The file_list procedure just returns an array, listing all the variables in a given file.

One thing new users can find confusing is that different simulations may have very different outputs. This is because BOUT++ is not a single physics model: the variables evolved and written to file are determined by the model, and will be very different between (for example) full MHD and reduced Braginskii models. There are however some variables which all BOUT++ output files contain:

  • BOUT_VERSION, which gives the version number of BOUT++ which produced the file. This is mainly to help output processing codes handle changes to the output file format.
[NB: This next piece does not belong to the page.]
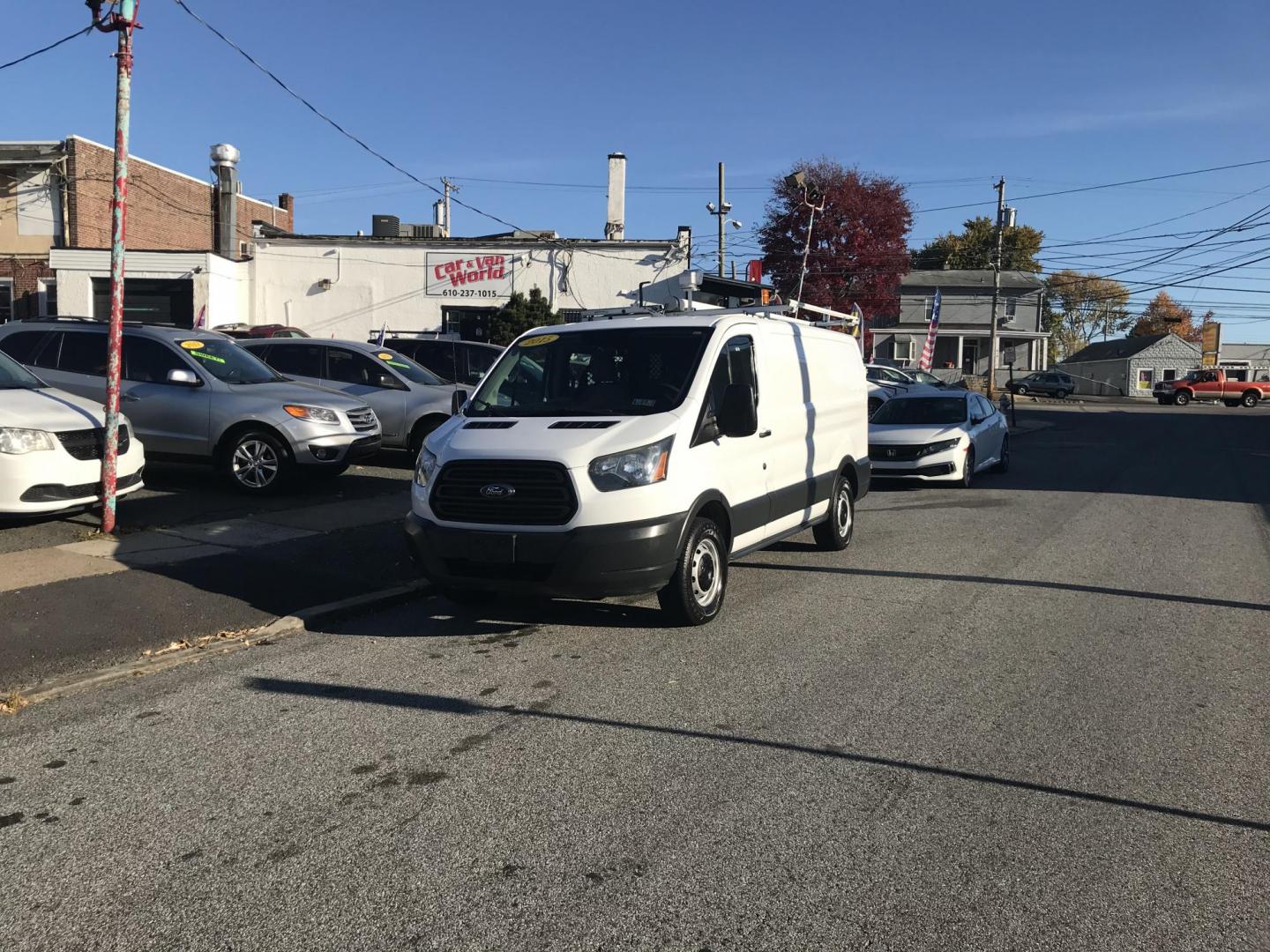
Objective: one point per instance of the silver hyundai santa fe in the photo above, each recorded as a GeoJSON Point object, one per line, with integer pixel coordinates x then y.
{"type": "Point", "coordinates": [195, 395]}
For example, BOUT++ version 0.30 introduced 2D domain decomposition which needs to be handled when collecting data.

  • MXG,MYG. These are the sizes of the X and Y guard cells

  • MXSUB, the number of X grid points in each processor. This does not include the guard cells, so the total X size of each field will be MXSUB + 2*MXG.
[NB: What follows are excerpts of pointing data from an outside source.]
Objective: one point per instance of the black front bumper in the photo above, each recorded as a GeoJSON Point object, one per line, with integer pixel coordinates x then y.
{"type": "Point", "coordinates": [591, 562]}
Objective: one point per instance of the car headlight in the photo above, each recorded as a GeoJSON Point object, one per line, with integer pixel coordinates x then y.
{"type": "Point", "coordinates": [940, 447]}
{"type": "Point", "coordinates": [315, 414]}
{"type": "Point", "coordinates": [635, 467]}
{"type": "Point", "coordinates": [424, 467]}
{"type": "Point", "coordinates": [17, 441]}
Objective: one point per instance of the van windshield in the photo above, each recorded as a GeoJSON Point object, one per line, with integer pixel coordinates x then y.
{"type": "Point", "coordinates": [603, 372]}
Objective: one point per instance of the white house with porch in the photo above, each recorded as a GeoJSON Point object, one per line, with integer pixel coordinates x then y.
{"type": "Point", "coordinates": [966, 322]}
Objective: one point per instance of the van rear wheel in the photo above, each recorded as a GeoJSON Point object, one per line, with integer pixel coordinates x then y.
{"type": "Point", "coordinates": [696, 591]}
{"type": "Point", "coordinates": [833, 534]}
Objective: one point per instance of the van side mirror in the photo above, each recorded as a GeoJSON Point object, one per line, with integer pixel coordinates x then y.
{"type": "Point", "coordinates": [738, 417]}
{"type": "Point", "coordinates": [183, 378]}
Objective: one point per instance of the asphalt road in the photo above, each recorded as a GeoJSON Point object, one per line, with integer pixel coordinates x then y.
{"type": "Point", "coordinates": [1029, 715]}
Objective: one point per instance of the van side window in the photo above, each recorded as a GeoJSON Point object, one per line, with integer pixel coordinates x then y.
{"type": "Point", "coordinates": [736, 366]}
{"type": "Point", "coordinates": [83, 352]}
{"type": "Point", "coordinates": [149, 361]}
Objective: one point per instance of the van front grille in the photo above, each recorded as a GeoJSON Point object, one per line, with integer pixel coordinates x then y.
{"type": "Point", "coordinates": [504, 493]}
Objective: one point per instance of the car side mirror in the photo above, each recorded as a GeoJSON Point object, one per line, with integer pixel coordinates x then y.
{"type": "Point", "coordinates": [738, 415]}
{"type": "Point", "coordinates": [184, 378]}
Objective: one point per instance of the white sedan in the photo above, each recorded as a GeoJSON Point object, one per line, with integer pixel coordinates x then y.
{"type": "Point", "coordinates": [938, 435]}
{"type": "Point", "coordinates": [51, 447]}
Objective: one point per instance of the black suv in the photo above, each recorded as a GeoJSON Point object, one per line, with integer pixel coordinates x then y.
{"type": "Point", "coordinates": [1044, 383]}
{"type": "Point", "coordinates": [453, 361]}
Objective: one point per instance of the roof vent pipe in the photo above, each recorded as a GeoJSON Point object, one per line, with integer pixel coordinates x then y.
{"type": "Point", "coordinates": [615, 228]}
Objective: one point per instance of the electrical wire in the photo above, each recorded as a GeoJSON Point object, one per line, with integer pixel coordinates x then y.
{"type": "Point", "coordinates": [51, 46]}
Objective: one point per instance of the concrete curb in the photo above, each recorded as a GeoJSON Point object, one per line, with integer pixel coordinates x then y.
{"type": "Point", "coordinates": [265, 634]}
  • MYSUB, the number of Y grid points per processor (like MXSUB)

  • MZ, the number of Z points

  • NXPE, NYPE, the number of processors in the X and Y directions. NXPE * MXSUB + 2*MXG= NX, NYPE * MYSUB = NY

  • ZMIN, ZMAX, the range of Z in fractions of \(2\pi\).

  • iteration, the last timestep in the file

  • t_array, an array of times

Most of these - particularly those concerned with grid size and processor layout - are used by post-processing routines such as collect, and are seldom needed directly. To read a single variable from a file, there is the file_read function:

IDL> wci = file_read("BOUT.dmp.0.nc", "wci")
IDL> print, wci
  9.58000e+06

To read in all the variables in a file into a structure, use the file_import function:

IDL> d = file_import("BOUT.dmp.0.nc")
IDL> print, d.wci
  9.58000e+06

This is often used to read in the entire grid file at once. Doing this for output data files can take a long time and use a lot of memory.

Reading from individual files is fine for scalar quantities and time arrays, but reading arrays which are spread across processors (i.e. evolving variables) is tedious to do manually. Instead, there is the collect function to automate this:

IDL> ni = collect(var="ni")
Variable 'ni' not found
-> Variables are case-sensitive: Using 'Ni'
Reading from .//BOUT.dmp.0.nc: [0-35][2-6] -> [0-35][0-4]

This function takes care of the case, so that reading “ni” is automatically corrected to “Ni”. The result is a 4D variable:

IDL> help, ni
NI              FLOAT     = Array[36, 5, 64, 400]

with the indices [X, Y, Z, T]. Note that in the output files, these variables are stored in [T, X, Y, Z] format instead but this is changed by collect. Sometimes you don’t want to read in the entire array (which may be very large). To read in only a subset, there are several optional keywords with [min,max] ranges:

IDL> ni = collect(var="Ni", xind=[10,20], yind=[2,2], zind=[0,31],
tind=[300,399])
Reading from .//BOUT.dmp.0.nc: [10-20][4-4] -> [10-20][2-2]
IDL> help, ni
NI              FLOAT     = Array[11, 1, 32, 100]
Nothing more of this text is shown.